A feeling of being second-rate
One important premise on which the Norwegian model for sport is based is that the elite level creates widespread participation, and that widespread participation creates the elite.
According to Persson’s doctoral thesis, however, that is not necessarily the case.
“I have found that the elite level has a negative influence on the recreational level and that unequal treatment at the elite level also affects the conditions offered to girls at the recreational level,” she says.
She explains that there seems to be a clear link between how young girls perceive sport as an arena that is not really for them, and the financial conditions found in elite sports - where top female athletes are portrayed as second-rate.

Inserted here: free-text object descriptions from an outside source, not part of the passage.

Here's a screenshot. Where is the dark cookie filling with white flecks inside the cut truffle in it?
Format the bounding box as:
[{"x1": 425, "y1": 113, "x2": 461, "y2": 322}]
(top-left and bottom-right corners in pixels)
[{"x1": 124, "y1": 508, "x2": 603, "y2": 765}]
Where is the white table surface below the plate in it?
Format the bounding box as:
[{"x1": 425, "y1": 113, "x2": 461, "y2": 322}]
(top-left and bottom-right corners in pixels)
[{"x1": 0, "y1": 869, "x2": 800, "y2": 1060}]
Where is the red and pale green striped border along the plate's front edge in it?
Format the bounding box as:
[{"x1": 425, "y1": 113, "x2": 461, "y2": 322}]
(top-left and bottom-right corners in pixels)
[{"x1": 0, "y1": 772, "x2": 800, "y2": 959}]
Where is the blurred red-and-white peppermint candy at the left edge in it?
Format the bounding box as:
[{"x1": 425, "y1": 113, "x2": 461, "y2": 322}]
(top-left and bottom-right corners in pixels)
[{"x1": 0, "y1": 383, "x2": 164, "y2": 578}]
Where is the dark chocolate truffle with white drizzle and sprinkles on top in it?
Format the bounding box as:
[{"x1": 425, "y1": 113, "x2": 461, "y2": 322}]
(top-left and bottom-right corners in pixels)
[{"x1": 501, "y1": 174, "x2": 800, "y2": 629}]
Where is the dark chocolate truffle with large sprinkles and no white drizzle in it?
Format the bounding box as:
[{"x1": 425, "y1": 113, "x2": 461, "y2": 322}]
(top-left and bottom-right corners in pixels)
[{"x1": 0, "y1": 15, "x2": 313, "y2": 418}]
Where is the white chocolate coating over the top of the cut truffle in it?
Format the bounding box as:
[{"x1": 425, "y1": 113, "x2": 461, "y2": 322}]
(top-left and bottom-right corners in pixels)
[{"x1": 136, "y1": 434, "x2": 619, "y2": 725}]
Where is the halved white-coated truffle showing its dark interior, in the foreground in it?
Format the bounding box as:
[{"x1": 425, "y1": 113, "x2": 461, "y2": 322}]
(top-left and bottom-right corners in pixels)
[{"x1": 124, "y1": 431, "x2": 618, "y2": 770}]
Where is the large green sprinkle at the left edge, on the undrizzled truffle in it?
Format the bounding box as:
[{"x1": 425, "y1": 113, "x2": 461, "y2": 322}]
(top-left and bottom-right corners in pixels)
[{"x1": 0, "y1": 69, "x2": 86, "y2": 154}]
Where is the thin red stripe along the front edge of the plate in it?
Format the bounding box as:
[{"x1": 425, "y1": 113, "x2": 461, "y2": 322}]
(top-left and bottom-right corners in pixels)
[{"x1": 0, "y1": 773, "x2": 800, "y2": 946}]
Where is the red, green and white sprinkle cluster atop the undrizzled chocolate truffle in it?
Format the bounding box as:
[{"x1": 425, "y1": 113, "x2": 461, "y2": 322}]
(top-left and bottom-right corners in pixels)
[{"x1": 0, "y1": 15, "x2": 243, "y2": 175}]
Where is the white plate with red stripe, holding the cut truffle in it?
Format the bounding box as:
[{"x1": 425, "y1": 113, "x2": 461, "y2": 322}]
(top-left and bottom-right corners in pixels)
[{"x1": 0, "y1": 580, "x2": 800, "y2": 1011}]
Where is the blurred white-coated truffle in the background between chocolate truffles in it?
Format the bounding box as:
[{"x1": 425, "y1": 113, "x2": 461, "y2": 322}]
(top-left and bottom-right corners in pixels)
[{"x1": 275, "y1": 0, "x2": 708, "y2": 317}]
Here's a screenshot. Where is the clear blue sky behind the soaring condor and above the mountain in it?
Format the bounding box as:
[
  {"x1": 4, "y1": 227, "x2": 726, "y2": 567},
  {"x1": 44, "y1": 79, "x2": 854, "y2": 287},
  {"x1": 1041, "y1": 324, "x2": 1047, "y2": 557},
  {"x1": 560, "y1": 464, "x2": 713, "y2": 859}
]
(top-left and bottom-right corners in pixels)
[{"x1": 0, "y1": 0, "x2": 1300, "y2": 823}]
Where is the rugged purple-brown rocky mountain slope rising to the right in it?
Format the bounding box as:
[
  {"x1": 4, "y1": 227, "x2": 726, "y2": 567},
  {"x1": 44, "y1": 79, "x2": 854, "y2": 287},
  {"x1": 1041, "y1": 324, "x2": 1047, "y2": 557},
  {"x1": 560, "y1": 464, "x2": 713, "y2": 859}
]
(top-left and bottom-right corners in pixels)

“The girls encounter the same conceptions in one form or another in their own clubs and therefore receive confirmation that what applies at the top also applies to them,” Persson emphasises.
This results in many teenage girls losing motivation and choosing to drop sport as other youth pursuits become more important to them. This view is also supported by other studies of motivation and reasons for dropping out of sports.

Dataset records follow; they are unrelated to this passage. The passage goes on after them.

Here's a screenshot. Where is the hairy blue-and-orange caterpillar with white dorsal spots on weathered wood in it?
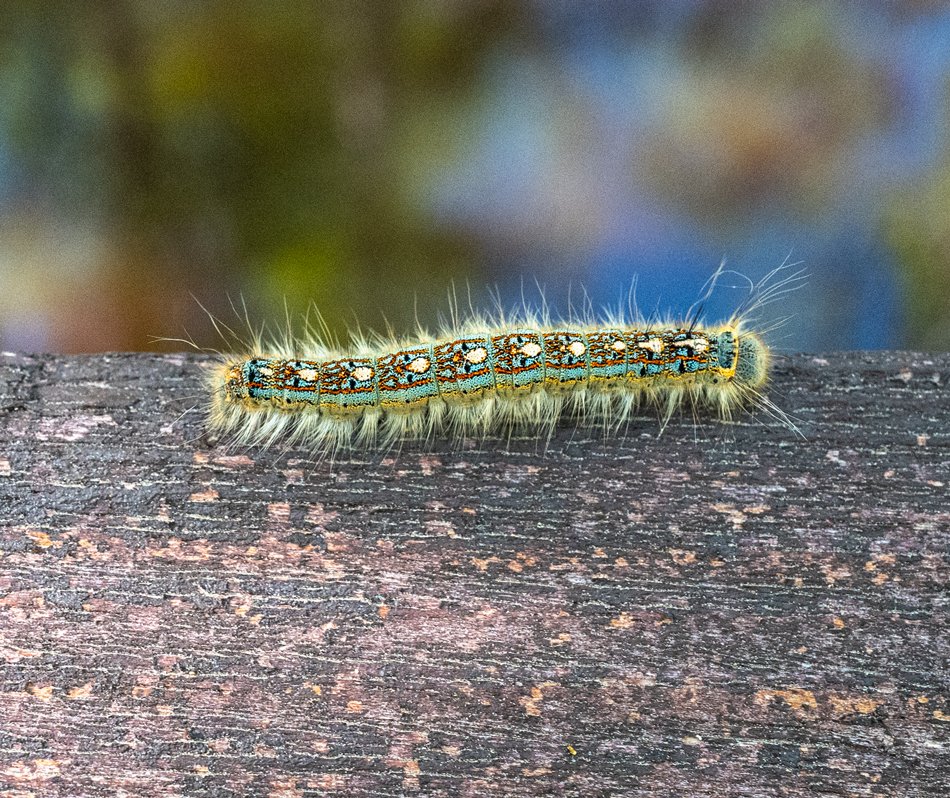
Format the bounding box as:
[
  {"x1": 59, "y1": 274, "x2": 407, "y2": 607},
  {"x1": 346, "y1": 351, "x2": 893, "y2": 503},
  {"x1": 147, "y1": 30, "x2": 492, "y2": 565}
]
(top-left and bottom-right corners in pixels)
[{"x1": 208, "y1": 265, "x2": 803, "y2": 454}]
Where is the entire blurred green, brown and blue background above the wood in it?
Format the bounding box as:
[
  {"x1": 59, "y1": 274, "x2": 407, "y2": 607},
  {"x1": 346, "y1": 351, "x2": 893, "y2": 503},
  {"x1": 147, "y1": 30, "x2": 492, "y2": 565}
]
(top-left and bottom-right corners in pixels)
[{"x1": 0, "y1": 0, "x2": 950, "y2": 352}]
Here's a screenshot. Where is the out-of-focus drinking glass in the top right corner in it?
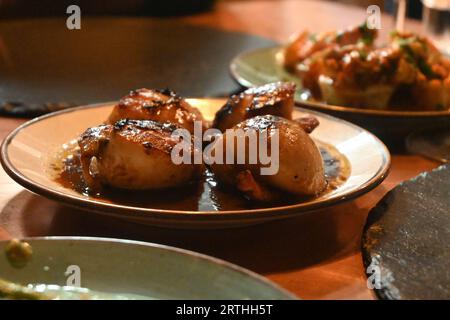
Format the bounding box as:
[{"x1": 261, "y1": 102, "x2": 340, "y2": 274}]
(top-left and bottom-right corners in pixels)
[{"x1": 422, "y1": 0, "x2": 450, "y2": 55}]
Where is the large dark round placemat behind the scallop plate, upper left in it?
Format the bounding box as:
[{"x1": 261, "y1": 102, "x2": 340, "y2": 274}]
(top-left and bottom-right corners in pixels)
[{"x1": 0, "y1": 18, "x2": 274, "y2": 116}]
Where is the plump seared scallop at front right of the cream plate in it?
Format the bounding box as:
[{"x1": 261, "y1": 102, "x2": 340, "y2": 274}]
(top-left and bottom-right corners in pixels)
[{"x1": 210, "y1": 115, "x2": 326, "y2": 201}]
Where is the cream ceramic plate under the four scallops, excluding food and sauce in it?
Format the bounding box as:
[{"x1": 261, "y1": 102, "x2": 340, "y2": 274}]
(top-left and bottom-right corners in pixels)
[{"x1": 1, "y1": 99, "x2": 390, "y2": 228}]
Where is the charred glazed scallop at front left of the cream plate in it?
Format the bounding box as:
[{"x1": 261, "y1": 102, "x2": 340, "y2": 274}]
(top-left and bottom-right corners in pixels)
[{"x1": 78, "y1": 120, "x2": 197, "y2": 190}]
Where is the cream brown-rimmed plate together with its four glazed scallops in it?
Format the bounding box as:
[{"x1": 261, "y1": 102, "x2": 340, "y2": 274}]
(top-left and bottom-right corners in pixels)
[{"x1": 1, "y1": 82, "x2": 390, "y2": 228}]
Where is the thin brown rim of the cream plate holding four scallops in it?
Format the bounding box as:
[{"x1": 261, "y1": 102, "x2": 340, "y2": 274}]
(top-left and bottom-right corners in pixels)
[{"x1": 0, "y1": 98, "x2": 391, "y2": 222}]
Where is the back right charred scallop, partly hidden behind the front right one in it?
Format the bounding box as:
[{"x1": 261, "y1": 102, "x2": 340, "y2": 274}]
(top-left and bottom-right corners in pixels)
[{"x1": 213, "y1": 82, "x2": 295, "y2": 131}]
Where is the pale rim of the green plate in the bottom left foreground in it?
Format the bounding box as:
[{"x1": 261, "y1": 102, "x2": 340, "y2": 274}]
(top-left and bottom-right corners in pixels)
[{"x1": 0, "y1": 236, "x2": 299, "y2": 300}]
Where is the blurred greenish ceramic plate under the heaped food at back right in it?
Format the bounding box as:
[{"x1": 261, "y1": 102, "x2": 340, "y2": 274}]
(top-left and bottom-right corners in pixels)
[{"x1": 230, "y1": 46, "x2": 450, "y2": 140}]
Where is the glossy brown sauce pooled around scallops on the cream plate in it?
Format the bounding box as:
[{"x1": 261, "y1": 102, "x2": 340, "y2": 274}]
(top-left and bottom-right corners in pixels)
[{"x1": 52, "y1": 142, "x2": 350, "y2": 213}]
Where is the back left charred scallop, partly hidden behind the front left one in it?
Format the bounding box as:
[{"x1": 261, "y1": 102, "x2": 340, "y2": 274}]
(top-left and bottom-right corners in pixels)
[{"x1": 107, "y1": 89, "x2": 204, "y2": 132}]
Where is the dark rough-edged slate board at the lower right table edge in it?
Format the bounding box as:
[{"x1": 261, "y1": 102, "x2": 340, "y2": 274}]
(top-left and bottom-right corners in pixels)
[{"x1": 362, "y1": 165, "x2": 450, "y2": 299}]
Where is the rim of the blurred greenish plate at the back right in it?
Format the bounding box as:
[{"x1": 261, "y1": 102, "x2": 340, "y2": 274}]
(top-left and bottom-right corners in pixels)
[{"x1": 229, "y1": 45, "x2": 450, "y2": 118}]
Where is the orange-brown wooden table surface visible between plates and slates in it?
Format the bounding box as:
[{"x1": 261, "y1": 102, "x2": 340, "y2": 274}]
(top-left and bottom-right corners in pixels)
[{"x1": 0, "y1": 0, "x2": 439, "y2": 299}]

“We consistently see that more girls than boys quit sports, despite the fact that recruitment in children’s sports is equal between genders. I therefore believe that the findings from the football teams also have applicability to sport in general," she says.

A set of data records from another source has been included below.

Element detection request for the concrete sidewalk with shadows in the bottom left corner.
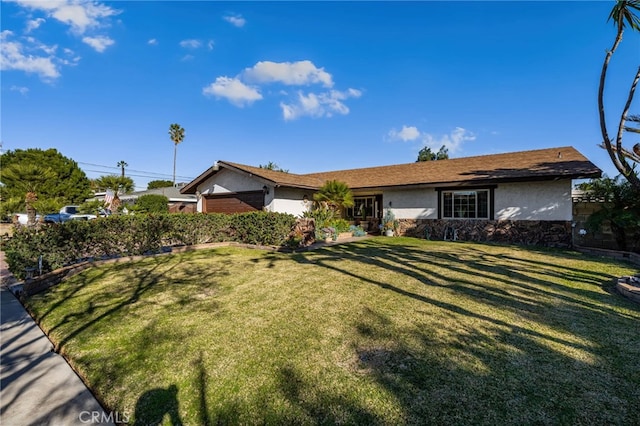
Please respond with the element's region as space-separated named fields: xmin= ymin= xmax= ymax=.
xmin=0 ymin=252 xmax=116 ymax=426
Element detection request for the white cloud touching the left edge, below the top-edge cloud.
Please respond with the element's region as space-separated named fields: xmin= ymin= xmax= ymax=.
xmin=0 ymin=30 xmax=60 ymax=80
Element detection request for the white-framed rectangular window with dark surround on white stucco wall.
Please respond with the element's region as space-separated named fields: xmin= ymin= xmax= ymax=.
xmin=441 ymin=189 xmax=492 ymax=219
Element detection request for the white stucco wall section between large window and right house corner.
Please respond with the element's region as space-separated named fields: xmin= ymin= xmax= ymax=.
xmin=495 ymin=179 xmax=572 ymax=220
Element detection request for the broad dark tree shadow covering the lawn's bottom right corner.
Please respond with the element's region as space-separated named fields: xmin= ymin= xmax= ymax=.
xmin=354 ymin=304 xmax=640 ymax=425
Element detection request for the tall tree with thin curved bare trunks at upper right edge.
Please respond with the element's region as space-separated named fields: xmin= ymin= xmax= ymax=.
xmin=598 ymin=0 xmax=640 ymax=191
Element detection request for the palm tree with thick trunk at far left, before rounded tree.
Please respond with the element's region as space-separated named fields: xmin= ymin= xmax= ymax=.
xmin=2 ymin=163 xmax=58 ymax=226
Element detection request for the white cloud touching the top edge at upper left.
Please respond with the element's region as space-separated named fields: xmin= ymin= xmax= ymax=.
xmin=17 ymin=0 xmax=120 ymax=34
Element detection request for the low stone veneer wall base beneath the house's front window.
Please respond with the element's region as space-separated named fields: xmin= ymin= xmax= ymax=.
xmin=398 ymin=219 xmax=572 ymax=247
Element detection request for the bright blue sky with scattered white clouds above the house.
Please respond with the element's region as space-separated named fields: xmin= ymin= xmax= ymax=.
xmin=0 ymin=0 xmax=640 ymax=189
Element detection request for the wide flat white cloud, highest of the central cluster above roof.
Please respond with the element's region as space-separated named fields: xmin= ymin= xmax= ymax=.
xmin=242 ymin=61 xmax=333 ymax=87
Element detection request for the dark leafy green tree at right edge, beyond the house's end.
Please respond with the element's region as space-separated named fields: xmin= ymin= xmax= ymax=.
xmin=578 ymin=176 xmax=640 ymax=251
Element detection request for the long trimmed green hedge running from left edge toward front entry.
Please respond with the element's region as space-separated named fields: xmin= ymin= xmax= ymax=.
xmin=3 ymin=211 xmax=296 ymax=279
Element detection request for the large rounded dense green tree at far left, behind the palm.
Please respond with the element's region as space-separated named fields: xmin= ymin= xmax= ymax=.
xmin=0 ymin=148 xmax=93 ymax=221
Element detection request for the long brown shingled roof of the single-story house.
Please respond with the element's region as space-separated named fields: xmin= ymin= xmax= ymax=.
xmin=182 ymin=146 xmax=602 ymax=193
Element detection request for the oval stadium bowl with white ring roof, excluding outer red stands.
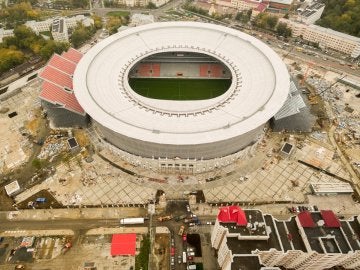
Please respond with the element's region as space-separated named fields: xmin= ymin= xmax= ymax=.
xmin=73 ymin=22 xmax=290 ymax=163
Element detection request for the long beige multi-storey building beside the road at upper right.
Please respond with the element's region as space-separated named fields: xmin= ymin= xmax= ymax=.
xmin=280 ymin=19 xmax=360 ymax=58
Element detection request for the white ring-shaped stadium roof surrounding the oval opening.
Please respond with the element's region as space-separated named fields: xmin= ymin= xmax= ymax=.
xmin=74 ymin=22 xmax=290 ymax=145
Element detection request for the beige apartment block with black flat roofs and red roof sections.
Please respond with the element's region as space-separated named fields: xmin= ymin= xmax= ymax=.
xmin=211 ymin=206 xmax=360 ymax=270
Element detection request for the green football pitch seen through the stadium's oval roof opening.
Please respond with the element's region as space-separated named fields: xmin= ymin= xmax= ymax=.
xmin=129 ymin=78 xmax=231 ymax=100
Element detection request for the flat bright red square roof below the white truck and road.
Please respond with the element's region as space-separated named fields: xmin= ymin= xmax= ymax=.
xmin=111 ymin=233 xmax=136 ymax=256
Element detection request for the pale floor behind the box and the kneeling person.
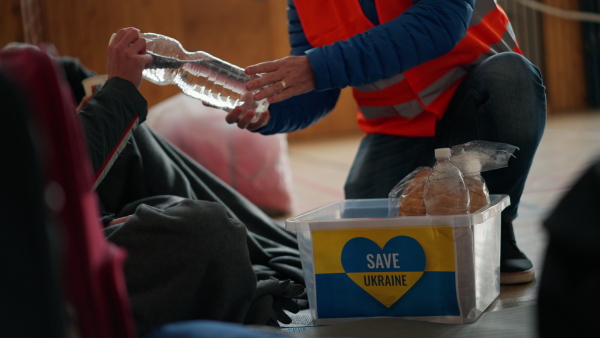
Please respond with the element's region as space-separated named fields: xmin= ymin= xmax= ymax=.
xmin=289 ymin=112 xmax=600 ymax=311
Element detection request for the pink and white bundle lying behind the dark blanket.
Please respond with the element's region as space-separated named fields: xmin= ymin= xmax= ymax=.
xmin=146 ymin=93 xmax=293 ymax=217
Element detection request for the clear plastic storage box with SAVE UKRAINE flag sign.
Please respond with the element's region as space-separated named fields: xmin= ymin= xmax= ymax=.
xmin=285 ymin=195 xmax=510 ymax=325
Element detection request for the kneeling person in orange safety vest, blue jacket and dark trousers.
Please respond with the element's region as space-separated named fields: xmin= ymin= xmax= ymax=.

An issue that deserves more attention
Persson thinks it is high time that the issue of skewed distribution of resources and differential treatment is placed higher on the agenda. She believes it is an important prerequisite for achieving the goal of sports being enjoyable for all, which is the social mission that sport itself has undertaken.
Additionally, a fundamental change of attitude is needed at all levels of sporting organisations if the required change is to be made, she points out.
“Club management and coaches need to take a look in the mirror and think about whether they are doing things in a way that sends signals to their members that boys and girls are valued differently,” she says, and gives examples ranging from who is allotted the best pitches, equipment and coaches, to how to talk to the children when they join a club," she says.
But this is not just the responsibility of the clubs and coaches, Persson points out. She believes that the individual sports federations have a particular responsibility for creating as equal conditions as possible for their elite athletes, regardless of gender – both in regards to financial conditions and how to signal to female participants that they are valued on par with male athletes.
“In most sports today, there is a skewed distribution of market revenues, which leads me to believe that they will not manage to generate the same audience figures and framework conditions for female athletes as for male athletes, unless the individual federations are willing to invest and redistribute," Persson says.
This is not just something that affects top female athletes. There is also a question about whether the indivifual sports federations want to keep teenage girls in sports as they get older.
A longstanding problem
Mads Andreassen, head of activity development in the Norwegian Olympic and Paralympic Committee and Confederation of Sports (NIF), says that both NIF and the individual sports federations are aware of the problem and are working to remedy the situation.
“Unfortunately, we see that historical attitudes and stereotypes relating to the differences between men’s and women’s sports are also reflected in sports for children and youth. That is neither an excuse nor a situation we can accept," he says. “At all levels of sports, we must acknowledge that the problem exists and that systematic measures are needed to do something about it.”
NIF has initiated an examination of gender equality at all levels and in all functions in sports.
“This work could identify and be a driving force for necessary measures going forward. At the same time, at the local level, this means that the clubs must make sure that girls and boys are given equal opportunities. This concerns training time, the quality of the training offered and having qualified coaches,” he says. “There must not be – and there is no reason for there to be – any difference in what is offered to boys and girls.”